Moon’s serve is not just powerful, his accuracy is top-notch. His hitting errors this season is just 17.8 percent compared to Gaspirini’s 29.2 percent and Padar’s 27.5 percent. The source of his accuracy stems from routine.
To deliver a serve, Moon’s routine consists of two parts. First, he practices moving into the serving zone for his serve. Second, he raises his right arm to his shoulder to entrain the motion.
“[Whether] the number of steps or breathes [taken to go] to the serving zone, I always have the same detailed movements,” explained Moon. “That way, I can have room to spare and make a good serve.”
In order to disrupt Moon’s rhythm, his opponents yell out before his serve. “On a good day, it doesn’t even matter if the flow is disrupted,” said Moon. “When my condition is poor, instead of a powerful serve, I change to floater serves. When I prepare to do a serve, the opposite players often step back behind and the floater [serve] can also be effective.”
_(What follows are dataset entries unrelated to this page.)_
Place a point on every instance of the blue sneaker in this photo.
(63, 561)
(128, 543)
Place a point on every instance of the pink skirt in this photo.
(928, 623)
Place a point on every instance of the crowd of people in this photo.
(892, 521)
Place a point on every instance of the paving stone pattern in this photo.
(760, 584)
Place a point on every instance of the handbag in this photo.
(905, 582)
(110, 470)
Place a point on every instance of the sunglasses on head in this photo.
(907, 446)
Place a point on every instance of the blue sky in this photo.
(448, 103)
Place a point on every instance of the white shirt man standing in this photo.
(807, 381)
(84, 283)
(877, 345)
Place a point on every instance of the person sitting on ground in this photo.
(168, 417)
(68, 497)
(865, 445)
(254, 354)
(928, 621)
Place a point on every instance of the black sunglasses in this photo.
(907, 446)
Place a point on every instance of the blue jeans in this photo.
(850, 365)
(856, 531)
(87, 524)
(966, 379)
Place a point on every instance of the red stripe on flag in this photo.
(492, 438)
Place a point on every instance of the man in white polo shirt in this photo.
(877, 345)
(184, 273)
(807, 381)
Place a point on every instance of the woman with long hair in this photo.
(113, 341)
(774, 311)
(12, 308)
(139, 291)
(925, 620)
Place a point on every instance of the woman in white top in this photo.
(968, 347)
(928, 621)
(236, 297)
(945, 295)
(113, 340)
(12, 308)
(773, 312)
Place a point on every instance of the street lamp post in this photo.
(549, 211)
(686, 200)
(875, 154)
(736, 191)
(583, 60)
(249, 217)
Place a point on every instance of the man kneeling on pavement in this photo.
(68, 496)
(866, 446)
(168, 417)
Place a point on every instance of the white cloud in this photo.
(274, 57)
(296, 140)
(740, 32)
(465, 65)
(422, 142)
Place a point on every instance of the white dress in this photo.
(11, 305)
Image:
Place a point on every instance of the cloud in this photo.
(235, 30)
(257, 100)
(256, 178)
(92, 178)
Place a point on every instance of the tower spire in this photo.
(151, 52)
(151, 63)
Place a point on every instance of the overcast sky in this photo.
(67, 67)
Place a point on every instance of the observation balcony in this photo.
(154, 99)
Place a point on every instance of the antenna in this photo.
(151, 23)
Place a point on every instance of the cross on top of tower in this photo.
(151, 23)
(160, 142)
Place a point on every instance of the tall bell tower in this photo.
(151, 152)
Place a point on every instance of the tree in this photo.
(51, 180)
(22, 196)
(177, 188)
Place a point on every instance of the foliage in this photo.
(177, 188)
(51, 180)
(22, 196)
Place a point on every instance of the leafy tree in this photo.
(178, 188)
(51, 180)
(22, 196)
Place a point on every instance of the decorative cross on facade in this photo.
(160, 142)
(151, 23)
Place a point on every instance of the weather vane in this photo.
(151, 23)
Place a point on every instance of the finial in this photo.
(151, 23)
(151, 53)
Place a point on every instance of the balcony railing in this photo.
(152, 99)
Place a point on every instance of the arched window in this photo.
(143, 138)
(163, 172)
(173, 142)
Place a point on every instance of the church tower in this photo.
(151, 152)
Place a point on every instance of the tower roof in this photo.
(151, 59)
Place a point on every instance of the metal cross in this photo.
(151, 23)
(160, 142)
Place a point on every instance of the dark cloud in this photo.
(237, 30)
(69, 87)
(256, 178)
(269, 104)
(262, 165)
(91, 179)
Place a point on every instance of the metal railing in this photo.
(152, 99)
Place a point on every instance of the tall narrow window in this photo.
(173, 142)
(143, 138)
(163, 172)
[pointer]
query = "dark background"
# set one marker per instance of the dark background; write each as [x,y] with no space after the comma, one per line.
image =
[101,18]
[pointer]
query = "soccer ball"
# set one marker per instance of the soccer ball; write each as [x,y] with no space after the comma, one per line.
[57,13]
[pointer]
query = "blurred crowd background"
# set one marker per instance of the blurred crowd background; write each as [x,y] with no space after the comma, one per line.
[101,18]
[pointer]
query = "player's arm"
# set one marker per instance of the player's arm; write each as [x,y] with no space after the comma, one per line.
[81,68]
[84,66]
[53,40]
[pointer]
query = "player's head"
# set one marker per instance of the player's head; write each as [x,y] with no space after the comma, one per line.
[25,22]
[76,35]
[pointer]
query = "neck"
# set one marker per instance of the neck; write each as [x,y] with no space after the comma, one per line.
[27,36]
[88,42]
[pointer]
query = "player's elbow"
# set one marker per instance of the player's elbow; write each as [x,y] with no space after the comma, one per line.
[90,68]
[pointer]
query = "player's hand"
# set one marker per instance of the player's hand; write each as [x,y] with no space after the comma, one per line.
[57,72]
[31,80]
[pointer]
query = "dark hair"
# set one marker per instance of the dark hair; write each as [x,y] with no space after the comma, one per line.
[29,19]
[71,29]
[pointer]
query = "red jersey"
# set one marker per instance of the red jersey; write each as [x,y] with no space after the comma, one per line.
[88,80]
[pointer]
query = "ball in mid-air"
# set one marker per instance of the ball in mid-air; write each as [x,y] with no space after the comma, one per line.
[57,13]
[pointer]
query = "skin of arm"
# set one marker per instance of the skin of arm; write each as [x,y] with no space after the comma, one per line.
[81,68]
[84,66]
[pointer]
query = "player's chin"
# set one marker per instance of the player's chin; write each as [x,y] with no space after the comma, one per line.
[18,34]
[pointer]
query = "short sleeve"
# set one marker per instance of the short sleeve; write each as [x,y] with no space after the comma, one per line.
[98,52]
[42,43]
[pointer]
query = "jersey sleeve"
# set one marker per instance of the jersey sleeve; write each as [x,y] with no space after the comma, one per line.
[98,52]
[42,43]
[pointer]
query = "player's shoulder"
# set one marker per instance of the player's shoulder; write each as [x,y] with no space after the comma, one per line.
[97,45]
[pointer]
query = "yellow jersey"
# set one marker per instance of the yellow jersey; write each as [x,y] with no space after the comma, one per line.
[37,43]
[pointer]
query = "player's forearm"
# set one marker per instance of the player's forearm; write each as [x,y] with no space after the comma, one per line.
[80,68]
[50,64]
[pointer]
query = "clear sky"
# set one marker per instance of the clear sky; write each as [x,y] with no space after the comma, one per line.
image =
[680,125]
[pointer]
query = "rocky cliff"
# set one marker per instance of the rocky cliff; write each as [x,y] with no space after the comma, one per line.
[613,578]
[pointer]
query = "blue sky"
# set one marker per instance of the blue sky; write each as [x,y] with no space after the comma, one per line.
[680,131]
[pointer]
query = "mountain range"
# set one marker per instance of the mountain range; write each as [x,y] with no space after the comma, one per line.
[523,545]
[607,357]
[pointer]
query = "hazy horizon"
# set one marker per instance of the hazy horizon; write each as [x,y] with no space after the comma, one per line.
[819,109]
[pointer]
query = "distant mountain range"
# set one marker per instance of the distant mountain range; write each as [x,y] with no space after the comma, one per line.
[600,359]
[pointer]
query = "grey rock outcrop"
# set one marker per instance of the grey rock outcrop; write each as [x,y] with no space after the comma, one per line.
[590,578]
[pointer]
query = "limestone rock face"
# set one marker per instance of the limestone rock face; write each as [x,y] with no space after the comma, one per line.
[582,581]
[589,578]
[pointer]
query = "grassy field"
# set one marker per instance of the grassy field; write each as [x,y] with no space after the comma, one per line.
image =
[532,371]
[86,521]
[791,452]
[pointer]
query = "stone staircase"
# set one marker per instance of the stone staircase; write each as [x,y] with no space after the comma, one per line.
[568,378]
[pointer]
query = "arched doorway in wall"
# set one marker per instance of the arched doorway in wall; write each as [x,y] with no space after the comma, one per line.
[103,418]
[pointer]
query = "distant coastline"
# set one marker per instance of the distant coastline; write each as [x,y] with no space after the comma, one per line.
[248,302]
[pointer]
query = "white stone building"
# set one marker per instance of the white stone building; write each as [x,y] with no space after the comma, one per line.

After Choi Tae-woong was appointed head coach of Hyundai Capital last season, the motto he aimed for was “up tempo 1.0” and “speed volleyball.” Through intense and fast games, the team recorded 18 consecutive victories in the latter half of the season and climbed to first place in the regular season.
However, in the championship finals they lost to OK Savings Bank and were the runner-up. In the current season with the now “up tempo 2.0,” Hyundai Capital is first place in the V League rankings as of Monday. Having debuted in the 2010-11 season, Moon has yet to bring back a championship cup to Hyundai Capital.
“In the last season, I received the fans’ love often and the results were good too,” said Moon. However, because we lost at the end, I was upset. For this season, I will for sure not lose the chance [for the championship].”